Bíblia, armas atômicas e financiamento mundial
Em Israel não existe casamento civil, só a cerimônia rabínica, e os soldados israelenses prestam juramento com a Bíblia sobre o peito e com a arma na mão: "Javé ferirá todos os povos que combateram contra Jerusalém: ele fará apodrecer sua carne, enquanto estão ainda de pé, os seus olhos apodrecerão em suas órbitas, e a sua língua apodrecerá em sua boca", Zacarias, 14, 12-15.
As idéias religiosas dos povos não são responsáveis nem explicam necessariamente as instituições de um país e as decisões dos seus governantes. Mas neste caso, pelo menos, parece existir um fosso quase intransponível entre os princípios, instituições e objetivos da filosofia política democrática das cidades gregas, e os preceitos da filosofia religiosa monoteísta que nasceu nos desertos da Ásia Menor.
Mas o que talvez seja mais importante do ponto de vista imediato do conflito entre judeus e palestinos, e do próprio sistema mundial, é que Israel - ao contrário dos palestinos - junto com sua visão sagrada de si mesmo, dispõe de armas atômicas, e de acesso quase ilimitado a recursos financeiros e militares externos.

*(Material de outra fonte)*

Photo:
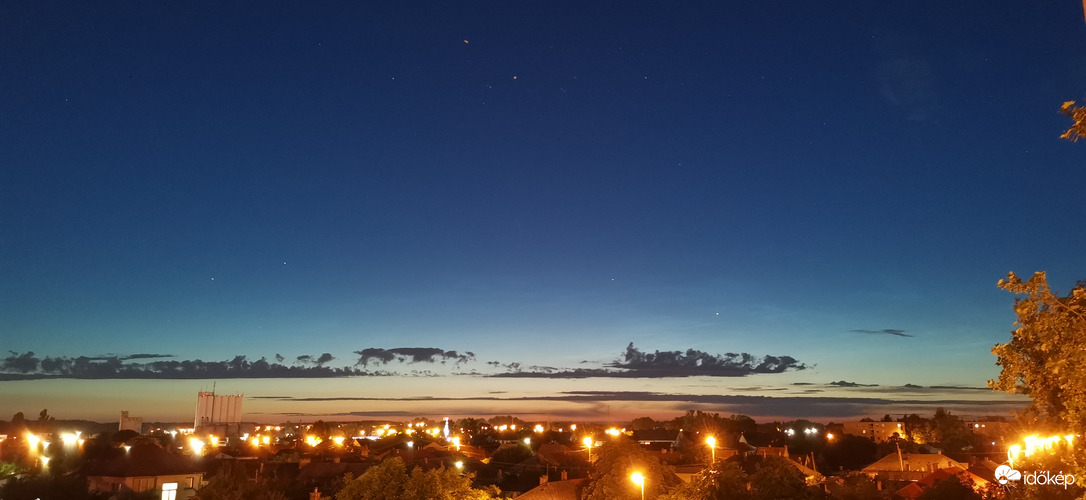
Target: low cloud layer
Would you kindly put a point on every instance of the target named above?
(899, 333)
(806, 407)
(689, 363)
(412, 354)
(28, 366)
(405, 361)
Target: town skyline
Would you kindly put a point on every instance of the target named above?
(595, 208)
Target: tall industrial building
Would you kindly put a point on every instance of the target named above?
(218, 414)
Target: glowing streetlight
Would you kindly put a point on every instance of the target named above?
(640, 480)
(197, 446)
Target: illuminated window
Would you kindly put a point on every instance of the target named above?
(169, 491)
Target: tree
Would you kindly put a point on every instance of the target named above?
(231, 483)
(390, 480)
(949, 488)
(777, 478)
(1077, 114)
(617, 461)
(728, 480)
(1046, 358)
(854, 487)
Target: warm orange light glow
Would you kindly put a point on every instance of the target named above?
(640, 480)
(197, 445)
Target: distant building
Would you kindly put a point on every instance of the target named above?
(144, 467)
(910, 466)
(130, 423)
(219, 415)
(914, 490)
(996, 432)
(660, 440)
(879, 432)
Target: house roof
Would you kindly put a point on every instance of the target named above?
(656, 435)
(141, 460)
(914, 489)
(555, 490)
(913, 462)
(318, 471)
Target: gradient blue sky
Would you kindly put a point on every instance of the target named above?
(538, 182)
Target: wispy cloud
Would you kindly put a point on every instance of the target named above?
(896, 332)
(28, 365)
(412, 354)
(636, 363)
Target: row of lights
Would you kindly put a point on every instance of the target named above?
(1035, 444)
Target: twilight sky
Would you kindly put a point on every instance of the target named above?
(534, 183)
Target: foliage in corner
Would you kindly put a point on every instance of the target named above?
(1077, 114)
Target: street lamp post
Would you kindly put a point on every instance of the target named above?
(640, 480)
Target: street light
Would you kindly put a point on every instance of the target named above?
(640, 480)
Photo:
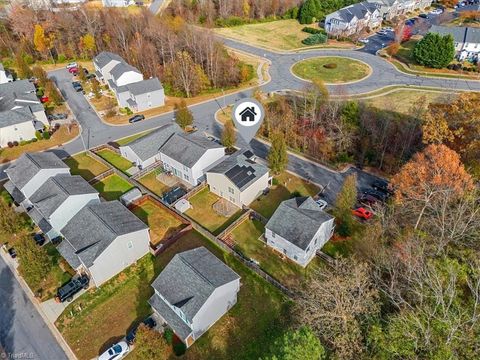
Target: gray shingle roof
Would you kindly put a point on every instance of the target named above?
(297, 220)
(56, 190)
(187, 149)
(145, 86)
(105, 57)
(240, 170)
(29, 164)
(148, 146)
(96, 226)
(190, 278)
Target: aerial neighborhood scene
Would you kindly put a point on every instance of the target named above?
(239, 179)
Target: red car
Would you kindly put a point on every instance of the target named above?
(362, 213)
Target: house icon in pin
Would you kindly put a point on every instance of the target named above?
(248, 114)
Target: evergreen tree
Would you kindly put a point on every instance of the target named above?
(277, 157)
(184, 116)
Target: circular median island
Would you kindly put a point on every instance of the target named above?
(331, 69)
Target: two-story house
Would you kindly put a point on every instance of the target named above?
(299, 228)
(238, 178)
(188, 156)
(102, 239)
(193, 291)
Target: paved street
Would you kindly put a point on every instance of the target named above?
(23, 333)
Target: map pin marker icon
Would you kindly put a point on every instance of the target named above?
(248, 115)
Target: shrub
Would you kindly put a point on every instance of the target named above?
(315, 39)
(330, 66)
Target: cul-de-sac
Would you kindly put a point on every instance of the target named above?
(239, 179)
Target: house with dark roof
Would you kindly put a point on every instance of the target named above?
(238, 178)
(21, 113)
(30, 171)
(353, 19)
(193, 292)
(188, 156)
(103, 239)
(466, 40)
(58, 200)
(299, 228)
(145, 150)
(127, 83)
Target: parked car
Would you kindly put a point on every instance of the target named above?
(39, 239)
(136, 118)
(362, 213)
(149, 322)
(117, 351)
(322, 204)
(12, 252)
(66, 292)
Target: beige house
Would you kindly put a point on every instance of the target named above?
(238, 179)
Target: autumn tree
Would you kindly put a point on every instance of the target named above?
(429, 175)
(297, 344)
(229, 135)
(23, 70)
(183, 115)
(337, 304)
(150, 344)
(277, 156)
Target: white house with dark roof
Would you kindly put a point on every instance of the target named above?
(30, 171)
(59, 199)
(103, 239)
(145, 150)
(299, 228)
(188, 156)
(193, 292)
(21, 113)
(127, 83)
(238, 178)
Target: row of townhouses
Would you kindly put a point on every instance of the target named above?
(127, 83)
(365, 15)
(97, 238)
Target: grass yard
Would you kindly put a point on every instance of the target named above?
(276, 35)
(85, 165)
(151, 183)
(288, 186)
(161, 222)
(345, 70)
(61, 136)
(99, 318)
(112, 187)
(285, 271)
(115, 159)
(203, 213)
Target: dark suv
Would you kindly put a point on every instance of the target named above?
(66, 292)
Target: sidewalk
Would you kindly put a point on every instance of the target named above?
(13, 264)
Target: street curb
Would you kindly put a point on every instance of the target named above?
(53, 329)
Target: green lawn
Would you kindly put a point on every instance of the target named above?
(151, 183)
(112, 187)
(115, 159)
(161, 222)
(246, 238)
(203, 213)
(99, 318)
(346, 69)
(85, 166)
(288, 186)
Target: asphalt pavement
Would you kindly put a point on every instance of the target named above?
(23, 333)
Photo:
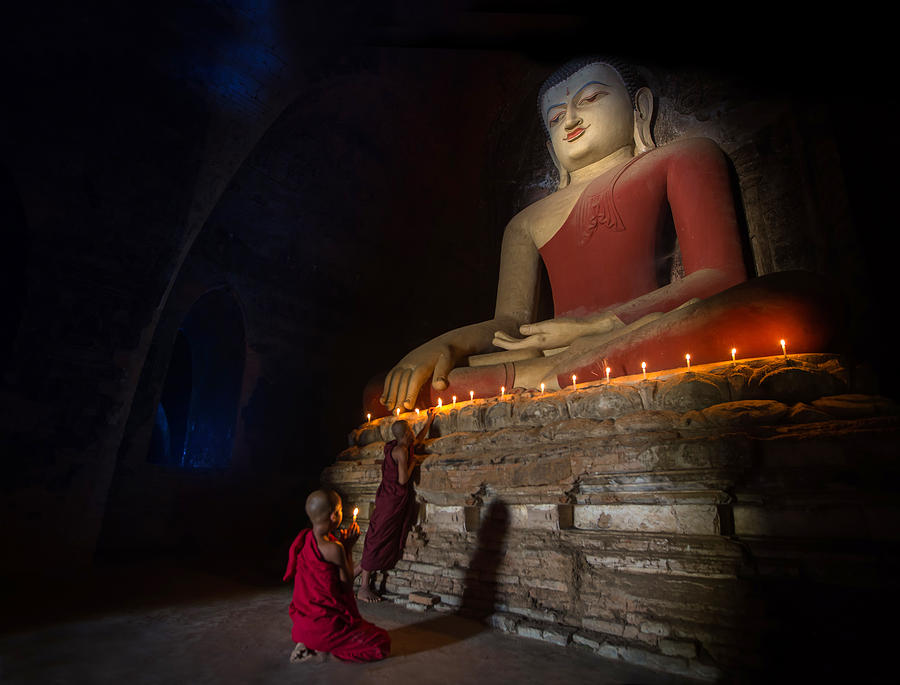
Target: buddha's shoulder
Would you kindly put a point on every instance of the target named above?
(545, 212)
(694, 147)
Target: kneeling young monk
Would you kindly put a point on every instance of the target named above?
(323, 608)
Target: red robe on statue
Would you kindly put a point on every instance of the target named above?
(392, 518)
(324, 609)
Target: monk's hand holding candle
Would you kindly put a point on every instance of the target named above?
(350, 535)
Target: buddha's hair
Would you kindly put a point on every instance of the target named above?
(630, 76)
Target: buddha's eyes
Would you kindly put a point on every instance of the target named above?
(591, 97)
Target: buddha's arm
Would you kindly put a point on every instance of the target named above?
(702, 204)
(516, 294)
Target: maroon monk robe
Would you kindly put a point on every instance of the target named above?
(324, 609)
(392, 518)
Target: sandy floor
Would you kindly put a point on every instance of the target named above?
(241, 634)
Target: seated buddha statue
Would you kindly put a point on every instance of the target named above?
(600, 236)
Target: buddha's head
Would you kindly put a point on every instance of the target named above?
(592, 107)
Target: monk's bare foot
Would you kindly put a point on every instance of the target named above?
(366, 594)
(303, 653)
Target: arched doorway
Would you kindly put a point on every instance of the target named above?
(13, 265)
(197, 412)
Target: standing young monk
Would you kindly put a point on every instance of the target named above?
(323, 607)
(394, 505)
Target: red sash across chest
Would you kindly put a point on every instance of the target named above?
(605, 251)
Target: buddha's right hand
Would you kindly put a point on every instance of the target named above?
(403, 382)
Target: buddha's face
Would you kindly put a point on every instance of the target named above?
(589, 115)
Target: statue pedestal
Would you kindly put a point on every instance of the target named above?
(670, 522)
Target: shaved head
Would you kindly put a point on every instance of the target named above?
(399, 429)
(321, 504)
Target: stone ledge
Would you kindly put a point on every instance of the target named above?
(797, 379)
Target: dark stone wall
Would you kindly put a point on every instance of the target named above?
(348, 176)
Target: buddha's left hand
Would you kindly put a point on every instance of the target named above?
(546, 335)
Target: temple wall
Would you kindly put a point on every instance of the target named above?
(685, 522)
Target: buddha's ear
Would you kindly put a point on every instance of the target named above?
(563, 172)
(643, 115)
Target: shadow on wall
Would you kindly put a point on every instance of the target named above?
(479, 594)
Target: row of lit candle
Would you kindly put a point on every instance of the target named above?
(687, 359)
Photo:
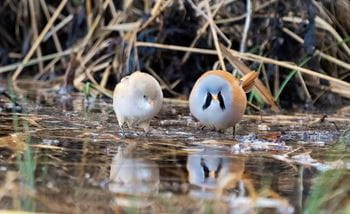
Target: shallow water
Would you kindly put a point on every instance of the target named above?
(65, 154)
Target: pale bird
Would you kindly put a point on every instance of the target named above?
(136, 100)
(218, 99)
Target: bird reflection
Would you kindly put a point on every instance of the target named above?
(134, 179)
(210, 168)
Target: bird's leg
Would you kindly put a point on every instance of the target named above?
(234, 131)
(121, 123)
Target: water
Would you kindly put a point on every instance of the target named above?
(65, 154)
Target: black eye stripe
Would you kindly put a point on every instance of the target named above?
(221, 100)
(207, 101)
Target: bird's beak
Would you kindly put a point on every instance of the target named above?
(212, 174)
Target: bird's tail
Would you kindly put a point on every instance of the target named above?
(247, 81)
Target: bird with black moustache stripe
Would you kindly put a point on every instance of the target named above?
(218, 99)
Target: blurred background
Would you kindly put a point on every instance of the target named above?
(69, 43)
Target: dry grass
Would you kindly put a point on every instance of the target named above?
(172, 39)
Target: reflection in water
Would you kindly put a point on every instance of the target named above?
(212, 170)
(136, 177)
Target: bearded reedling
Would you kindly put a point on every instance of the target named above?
(136, 100)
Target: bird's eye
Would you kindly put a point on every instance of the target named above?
(207, 101)
(221, 100)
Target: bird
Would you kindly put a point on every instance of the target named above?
(137, 98)
(218, 99)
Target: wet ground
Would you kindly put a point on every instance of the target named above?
(66, 154)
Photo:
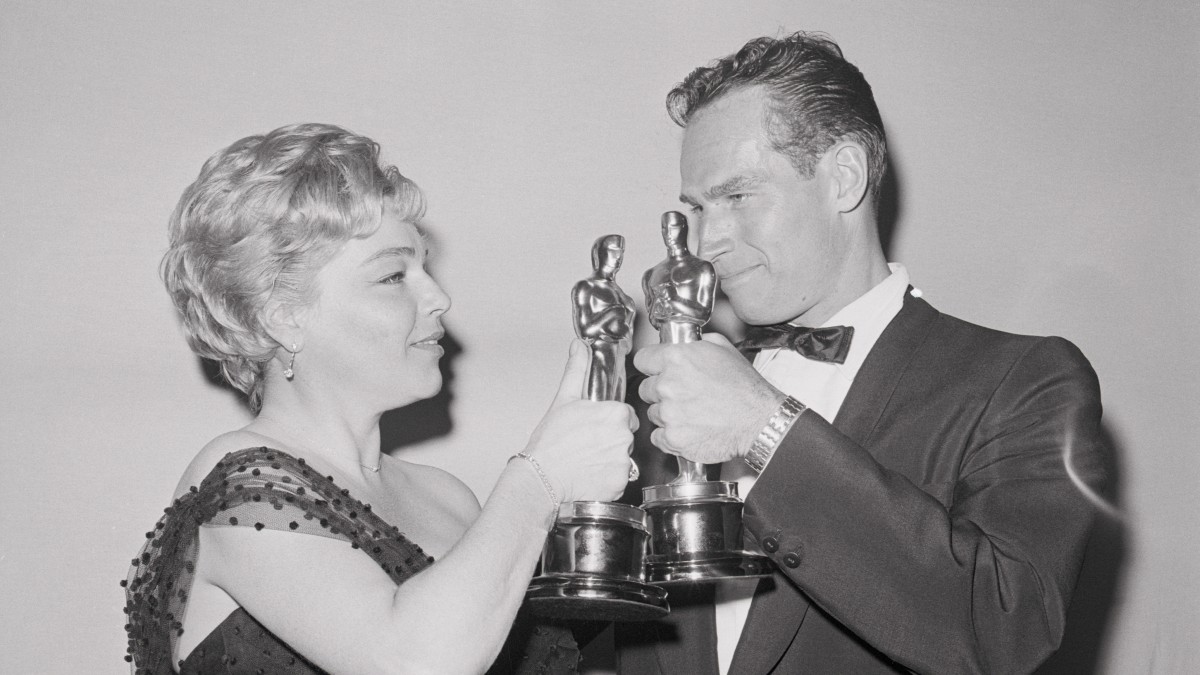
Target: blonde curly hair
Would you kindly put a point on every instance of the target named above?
(264, 215)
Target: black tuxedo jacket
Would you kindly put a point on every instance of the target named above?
(936, 526)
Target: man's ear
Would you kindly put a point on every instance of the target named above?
(285, 323)
(850, 174)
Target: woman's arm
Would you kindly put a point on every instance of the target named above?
(335, 605)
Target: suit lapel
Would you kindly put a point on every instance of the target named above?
(883, 368)
(777, 611)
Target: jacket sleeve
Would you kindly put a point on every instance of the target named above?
(973, 575)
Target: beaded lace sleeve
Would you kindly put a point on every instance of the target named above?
(255, 488)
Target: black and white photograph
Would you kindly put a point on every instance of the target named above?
(540, 336)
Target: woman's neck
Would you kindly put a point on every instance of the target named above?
(348, 444)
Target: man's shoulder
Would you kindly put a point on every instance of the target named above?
(969, 346)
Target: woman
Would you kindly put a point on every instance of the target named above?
(297, 264)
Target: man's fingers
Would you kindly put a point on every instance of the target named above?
(648, 390)
(654, 414)
(718, 339)
(648, 359)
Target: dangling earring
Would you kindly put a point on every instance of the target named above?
(287, 371)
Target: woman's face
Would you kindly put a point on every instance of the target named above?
(372, 333)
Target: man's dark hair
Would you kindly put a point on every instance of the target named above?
(817, 99)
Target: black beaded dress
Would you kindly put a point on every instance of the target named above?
(263, 488)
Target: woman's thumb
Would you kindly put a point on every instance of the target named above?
(571, 387)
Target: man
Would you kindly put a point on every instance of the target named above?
(922, 490)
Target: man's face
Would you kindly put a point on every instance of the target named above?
(772, 234)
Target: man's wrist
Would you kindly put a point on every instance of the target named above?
(773, 432)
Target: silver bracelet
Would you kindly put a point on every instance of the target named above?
(533, 463)
(773, 432)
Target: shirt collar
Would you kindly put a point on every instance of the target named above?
(870, 314)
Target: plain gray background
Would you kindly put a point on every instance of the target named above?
(1047, 163)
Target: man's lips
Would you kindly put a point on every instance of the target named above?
(430, 341)
(736, 275)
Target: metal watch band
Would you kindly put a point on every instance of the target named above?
(773, 432)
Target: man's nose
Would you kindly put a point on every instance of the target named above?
(709, 237)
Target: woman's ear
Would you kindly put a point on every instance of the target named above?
(285, 324)
(850, 173)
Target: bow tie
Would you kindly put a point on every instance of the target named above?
(828, 345)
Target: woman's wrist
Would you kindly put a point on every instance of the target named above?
(534, 489)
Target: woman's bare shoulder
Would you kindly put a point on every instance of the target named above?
(215, 451)
(450, 490)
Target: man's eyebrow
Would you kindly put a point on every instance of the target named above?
(736, 184)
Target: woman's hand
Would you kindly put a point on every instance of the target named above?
(583, 446)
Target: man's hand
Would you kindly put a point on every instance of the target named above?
(705, 398)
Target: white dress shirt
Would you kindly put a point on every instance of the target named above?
(822, 387)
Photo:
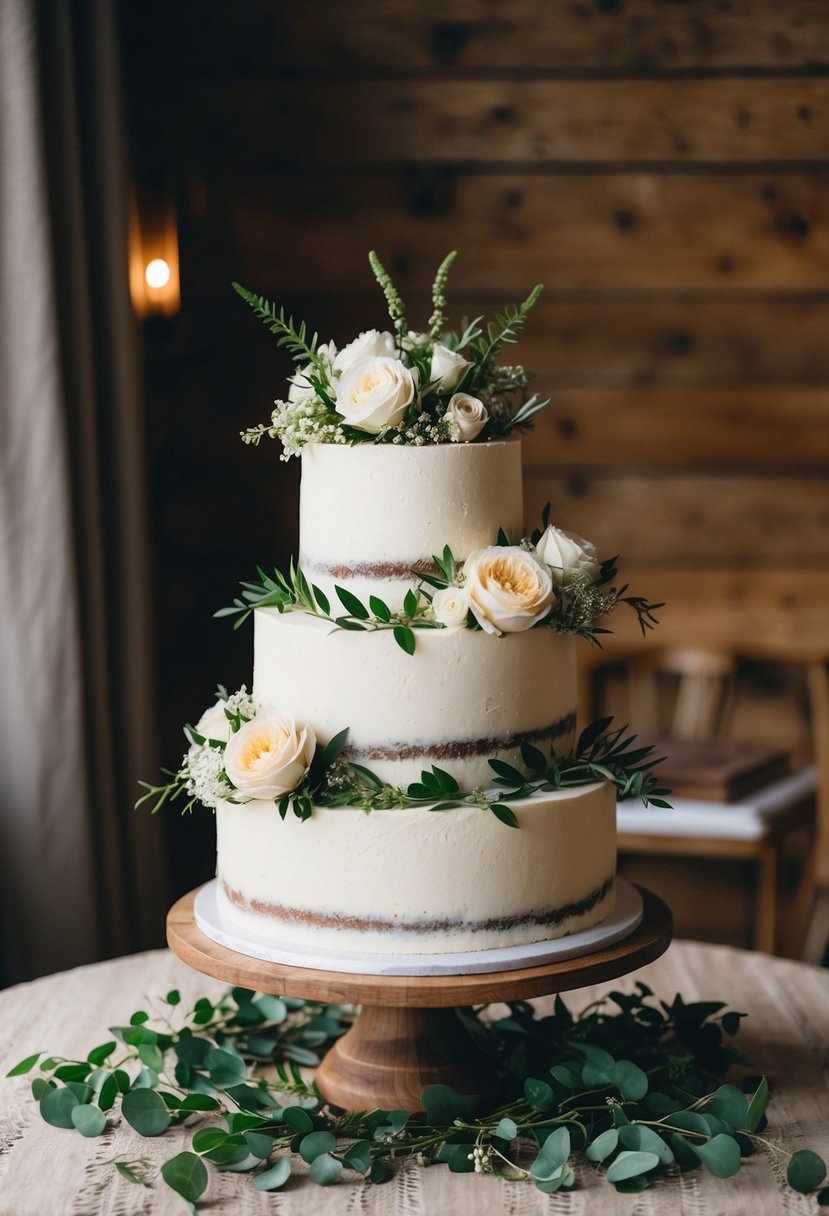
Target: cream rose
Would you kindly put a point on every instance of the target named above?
(269, 755)
(213, 724)
(567, 553)
(371, 344)
(467, 417)
(508, 589)
(374, 393)
(451, 606)
(447, 367)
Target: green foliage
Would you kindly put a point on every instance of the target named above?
(629, 1086)
(313, 416)
(293, 590)
(395, 304)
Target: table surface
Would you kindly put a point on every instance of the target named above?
(45, 1171)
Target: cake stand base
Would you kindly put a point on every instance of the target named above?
(388, 1058)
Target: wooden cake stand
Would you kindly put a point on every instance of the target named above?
(387, 1058)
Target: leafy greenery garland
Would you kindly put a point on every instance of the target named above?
(627, 1087)
(601, 754)
(579, 603)
(424, 417)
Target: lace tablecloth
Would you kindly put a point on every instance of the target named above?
(45, 1171)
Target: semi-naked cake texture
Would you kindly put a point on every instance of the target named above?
(371, 514)
(412, 880)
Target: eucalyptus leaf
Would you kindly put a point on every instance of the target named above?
(145, 1112)
(315, 1144)
(757, 1105)
(721, 1155)
(88, 1119)
(57, 1105)
(630, 1165)
(186, 1174)
(275, 1177)
(505, 814)
(603, 1146)
(806, 1170)
(728, 1103)
(443, 1104)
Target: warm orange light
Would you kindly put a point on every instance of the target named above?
(154, 285)
(157, 274)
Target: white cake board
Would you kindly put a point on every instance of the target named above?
(619, 924)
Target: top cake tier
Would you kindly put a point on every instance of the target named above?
(371, 513)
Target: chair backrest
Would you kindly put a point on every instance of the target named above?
(774, 615)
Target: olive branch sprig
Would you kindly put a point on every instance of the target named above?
(630, 1087)
(293, 590)
(334, 780)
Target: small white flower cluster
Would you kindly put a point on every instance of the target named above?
(243, 703)
(204, 771)
(481, 1155)
(300, 422)
(426, 431)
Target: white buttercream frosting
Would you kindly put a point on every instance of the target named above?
(412, 880)
(370, 507)
(460, 688)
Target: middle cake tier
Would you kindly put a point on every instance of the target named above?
(462, 698)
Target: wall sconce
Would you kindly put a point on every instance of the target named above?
(153, 254)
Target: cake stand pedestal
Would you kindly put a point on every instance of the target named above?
(387, 1058)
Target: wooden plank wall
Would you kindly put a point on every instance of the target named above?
(661, 167)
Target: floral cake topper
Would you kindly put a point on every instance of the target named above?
(402, 387)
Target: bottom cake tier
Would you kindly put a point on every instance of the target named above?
(413, 880)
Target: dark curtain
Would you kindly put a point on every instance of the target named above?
(82, 872)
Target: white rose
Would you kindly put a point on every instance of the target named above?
(447, 367)
(269, 755)
(213, 724)
(451, 606)
(298, 384)
(508, 589)
(371, 344)
(374, 393)
(467, 417)
(567, 553)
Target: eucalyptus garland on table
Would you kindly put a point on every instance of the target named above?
(304, 776)
(630, 1087)
(569, 590)
(402, 387)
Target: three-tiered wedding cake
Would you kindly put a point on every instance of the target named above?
(405, 775)
(409, 879)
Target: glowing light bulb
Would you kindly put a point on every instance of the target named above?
(157, 272)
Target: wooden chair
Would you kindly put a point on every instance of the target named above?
(681, 680)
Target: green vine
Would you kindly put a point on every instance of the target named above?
(630, 1087)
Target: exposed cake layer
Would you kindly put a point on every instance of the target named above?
(413, 882)
(368, 513)
(462, 698)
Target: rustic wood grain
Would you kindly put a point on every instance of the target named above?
(772, 426)
(491, 122)
(677, 519)
(777, 614)
(383, 35)
(648, 941)
(603, 339)
(582, 232)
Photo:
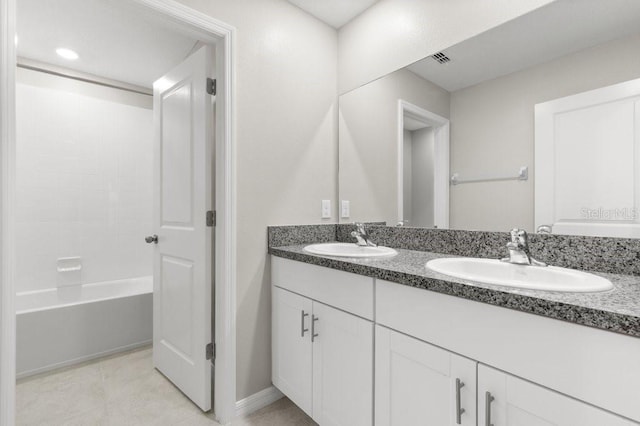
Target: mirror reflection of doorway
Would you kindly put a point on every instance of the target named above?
(423, 169)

Com estas idéias e condições econômicas e militares, Israel seria considerado - normalmente - um Estado perigoso e desestabilizador do sistema internacional, pela régua liberal-democrática dos países anglo-saxônicos. Mas isto não acontece porque no mundo dos mortais, de fato, Israel foi uma criação e segue sendo um protetorado anglo-saxônico, que opera desde 1948, como instrumento ativo de defesa dos interesses estratégicos anglo-americanos, no Oriente Médio. Enquanto os anglo-americanos operam como a âncora passiva do "autismo internacional" e da "inclemência sagrada" de Israel.